Judge Donato offered that this was the first law of its type, and that the purpose of the act was to, “establish uniformity in the way that bioengineered food is labeled and described to consumers.” At the outset of his opinion, Donato offers that he is granting the plaintiffs a summary judgement based solely on the “text message disclosure regulation” issue.
Study Found Tech Challenges in Accessing Information
The US Congress issued several directives to USDA for making regulations.

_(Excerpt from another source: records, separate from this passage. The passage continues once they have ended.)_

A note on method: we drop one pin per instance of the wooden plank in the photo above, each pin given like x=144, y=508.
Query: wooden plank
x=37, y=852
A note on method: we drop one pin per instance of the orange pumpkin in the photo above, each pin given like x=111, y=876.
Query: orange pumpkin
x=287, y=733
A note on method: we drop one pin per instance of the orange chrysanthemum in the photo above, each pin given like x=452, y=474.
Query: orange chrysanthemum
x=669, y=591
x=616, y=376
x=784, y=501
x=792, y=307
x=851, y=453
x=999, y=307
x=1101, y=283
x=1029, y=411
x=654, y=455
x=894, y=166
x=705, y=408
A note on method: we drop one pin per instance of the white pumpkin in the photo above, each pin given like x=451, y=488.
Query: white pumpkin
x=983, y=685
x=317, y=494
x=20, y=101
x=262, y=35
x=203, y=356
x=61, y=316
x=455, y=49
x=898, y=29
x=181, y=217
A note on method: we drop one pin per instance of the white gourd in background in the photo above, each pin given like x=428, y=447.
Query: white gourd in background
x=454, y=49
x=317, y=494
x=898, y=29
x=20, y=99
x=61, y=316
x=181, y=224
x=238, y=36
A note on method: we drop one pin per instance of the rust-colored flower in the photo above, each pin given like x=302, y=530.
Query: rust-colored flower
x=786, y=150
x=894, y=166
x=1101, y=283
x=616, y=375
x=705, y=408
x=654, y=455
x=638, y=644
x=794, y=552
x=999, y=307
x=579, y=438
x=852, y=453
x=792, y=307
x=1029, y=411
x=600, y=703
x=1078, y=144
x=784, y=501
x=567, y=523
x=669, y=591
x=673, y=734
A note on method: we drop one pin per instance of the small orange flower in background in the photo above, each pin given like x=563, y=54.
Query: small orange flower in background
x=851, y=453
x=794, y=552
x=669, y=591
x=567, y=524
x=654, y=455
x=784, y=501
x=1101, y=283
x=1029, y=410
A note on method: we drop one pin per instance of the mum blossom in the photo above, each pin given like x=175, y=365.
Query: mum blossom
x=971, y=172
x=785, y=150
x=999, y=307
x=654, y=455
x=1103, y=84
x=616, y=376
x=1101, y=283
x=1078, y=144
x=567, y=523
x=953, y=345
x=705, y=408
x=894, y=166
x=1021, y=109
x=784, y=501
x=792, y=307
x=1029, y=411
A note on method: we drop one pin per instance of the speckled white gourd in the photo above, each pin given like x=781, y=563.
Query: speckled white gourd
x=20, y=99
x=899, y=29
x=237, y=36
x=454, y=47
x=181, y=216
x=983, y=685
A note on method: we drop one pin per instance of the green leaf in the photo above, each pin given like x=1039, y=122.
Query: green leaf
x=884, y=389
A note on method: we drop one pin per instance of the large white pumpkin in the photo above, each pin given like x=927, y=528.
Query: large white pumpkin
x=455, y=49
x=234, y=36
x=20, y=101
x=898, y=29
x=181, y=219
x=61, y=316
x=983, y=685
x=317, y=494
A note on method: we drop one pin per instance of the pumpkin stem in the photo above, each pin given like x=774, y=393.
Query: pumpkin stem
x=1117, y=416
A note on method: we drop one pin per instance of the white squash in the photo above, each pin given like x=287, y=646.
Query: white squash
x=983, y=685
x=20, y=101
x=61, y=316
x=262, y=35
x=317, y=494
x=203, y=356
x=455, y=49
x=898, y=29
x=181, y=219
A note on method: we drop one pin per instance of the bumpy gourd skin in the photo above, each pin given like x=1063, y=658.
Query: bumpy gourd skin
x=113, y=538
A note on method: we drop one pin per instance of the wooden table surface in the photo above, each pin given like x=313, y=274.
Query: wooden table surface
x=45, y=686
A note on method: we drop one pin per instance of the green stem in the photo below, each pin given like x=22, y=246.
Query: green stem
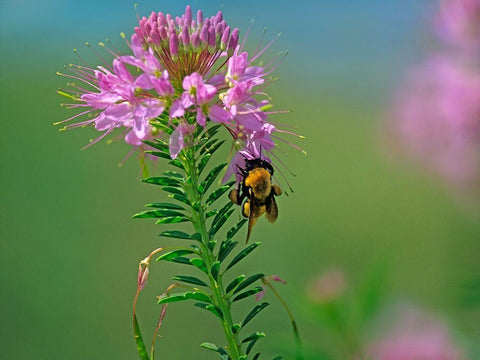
x=199, y=222
x=298, y=340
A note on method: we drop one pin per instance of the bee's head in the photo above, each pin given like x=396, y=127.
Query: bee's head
x=258, y=163
x=259, y=180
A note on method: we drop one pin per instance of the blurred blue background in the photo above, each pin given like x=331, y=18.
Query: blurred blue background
x=70, y=248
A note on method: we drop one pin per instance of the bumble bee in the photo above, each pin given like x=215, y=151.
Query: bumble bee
x=258, y=189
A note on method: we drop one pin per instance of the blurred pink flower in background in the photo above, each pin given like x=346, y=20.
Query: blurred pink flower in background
x=436, y=114
x=327, y=287
x=458, y=23
x=415, y=336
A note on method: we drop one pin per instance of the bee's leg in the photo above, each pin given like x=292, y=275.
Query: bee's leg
x=246, y=209
x=233, y=196
x=276, y=190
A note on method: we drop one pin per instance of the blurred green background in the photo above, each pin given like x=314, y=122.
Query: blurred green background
x=70, y=249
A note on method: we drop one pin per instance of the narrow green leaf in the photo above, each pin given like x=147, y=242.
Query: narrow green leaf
x=248, y=293
x=197, y=236
x=149, y=214
x=203, y=162
x=163, y=181
x=215, y=270
x=256, y=335
x=236, y=328
x=218, y=193
x=199, y=263
x=189, y=280
x=174, y=254
x=211, y=244
x=182, y=260
x=248, y=282
x=212, y=308
x=212, y=130
x=175, y=234
x=163, y=127
x=173, y=174
x=251, y=344
x=157, y=145
x=141, y=348
x=195, y=295
x=213, y=347
x=243, y=254
x=205, y=145
x=213, y=148
x=212, y=175
x=211, y=213
x=255, y=311
x=177, y=163
x=170, y=206
x=226, y=248
x=159, y=154
x=231, y=233
x=222, y=212
x=173, y=190
x=172, y=220
x=219, y=220
x=179, y=197
x=234, y=283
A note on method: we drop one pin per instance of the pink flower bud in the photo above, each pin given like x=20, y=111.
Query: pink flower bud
x=233, y=40
x=199, y=17
x=188, y=16
x=225, y=36
x=161, y=19
x=173, y=43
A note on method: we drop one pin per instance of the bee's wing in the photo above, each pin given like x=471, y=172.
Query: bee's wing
x=271, y=209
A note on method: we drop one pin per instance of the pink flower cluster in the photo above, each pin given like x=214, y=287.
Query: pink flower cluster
x=437, y=110
x=458, y=23
x=184, y=69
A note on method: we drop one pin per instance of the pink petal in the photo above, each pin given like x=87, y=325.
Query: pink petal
x=201, y=118
x=218, y=114
x=119, y=112
x=176, y=142
x=144, y=82
x=177, y=110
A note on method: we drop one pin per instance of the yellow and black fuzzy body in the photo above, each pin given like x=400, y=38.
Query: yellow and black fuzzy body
x=258, y=191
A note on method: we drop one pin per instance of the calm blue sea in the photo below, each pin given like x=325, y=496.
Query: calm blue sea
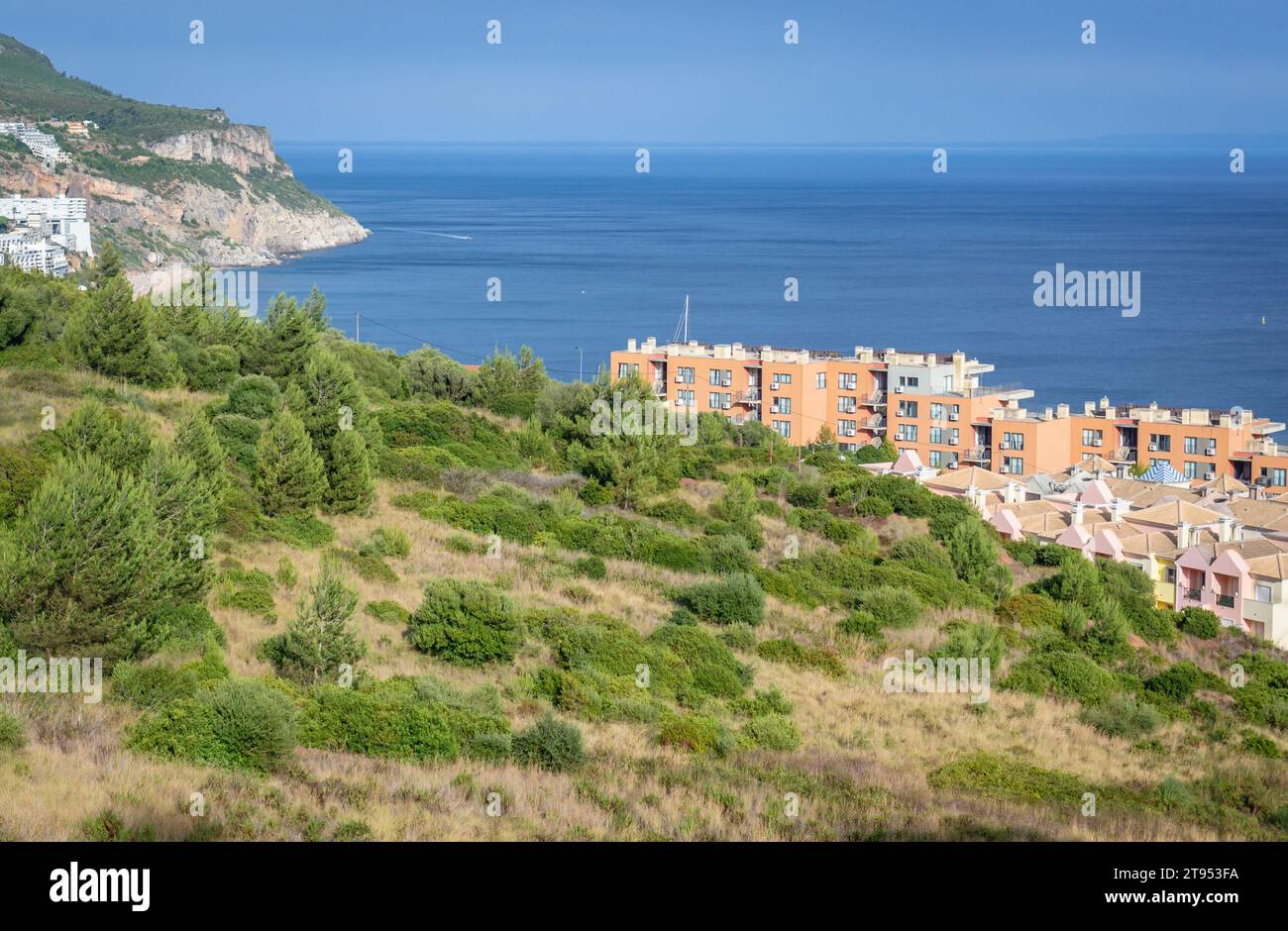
x=888, y=254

It required that a bioengineered disclosure on labels take the form of a “text, symbol, or electronic or digital link,” with the “disclosure option to be selected by the food manufacturer.” The Act also directed USDA to “conduct a study to identify potential technological challenges that may impact whether consumers would have access to the bioengineering disclosure through electronic or digital disclosure methods.” If the study found that consumers would not have reasonable access to the disclosure methods, USDA was to, “provide additional and comparable options to access the bioengineering disclosure.”
The USDA’s Agricultural Marketing Service (AMS) hired Deloitte Consulting to study the ease of access for the allowed electronic disclosure. Deloitte found that “key technological challenges—-prevented nearly all participants from obtaining the information through electronic or digital disclosure methods,” and they conclude that “consumers would not have sufficient access the bioengineering disclosure through electronic or digital means under ordinary shopping conditions at this time.”
No “Additional and Comparable Options”
The plaintiffs argued that the text message disclosure option is contrary to the Act’s directive to, “provide additional and comparable options to access the bioengineering disclosure,” and Judge Donato agreed. He noted that Congress directed USDA to study technological challenges that can impact consumers’ access to bioengineering information via digital or electronic methods. And he said that, “No feat of analysis is necessary to conclude that Congress was especially concerned about whether consumers would be able to access bioengineering information through the electronic disclosure.” As to AMS’s decision to allow text message disclosure, this “did nothing to fix the problem of inaccessible electronic disclosures. It merely provided a fourth disclosure option that regulated entities can select instead of the electronic disclosure method.”
Center for Food Safety Led 20-Year Effort
AMS adopted the Deloitte recommendation in part, by requiring the telephone numbers included in package disclosures must offer information “regardless of the time of day.” But AMS failed to add “additional and comparable options….” While many manufacturers and retailers might support a standalone text message disclosure option, “that did not relieve AMS of the obligation to comply with Congress’s express direction to ‘provide additional and comparable options to access the bioengineering disclosure.’” So, the plaintiffs have shown that AMS’s position was “arbitrary, capricious, an abuse of discretion, or otherwise not in accordance with law.”
In concluding, Judge Donato found the text message regulation unlawful and granted a summary judgement for the plaintiffs. As to the electronic disclosure regulations in general, the judge remanded the case to AMS “for further consideration in a manner consistent with” the court order.
In a press release after the ruling, the Center for Food Safety’s counsel Meredith Stevenson noted that, “This is a victory for all Americans—-Today’s decision marks a key step toward ending the food industry’s deceptive and discriminatory GMO food labeling practices, which have kept consumers in the dark by concealing what’s in their products.” CFS has led a 20-year campaign for transparent GMO labeling, which exists in over 60 nations.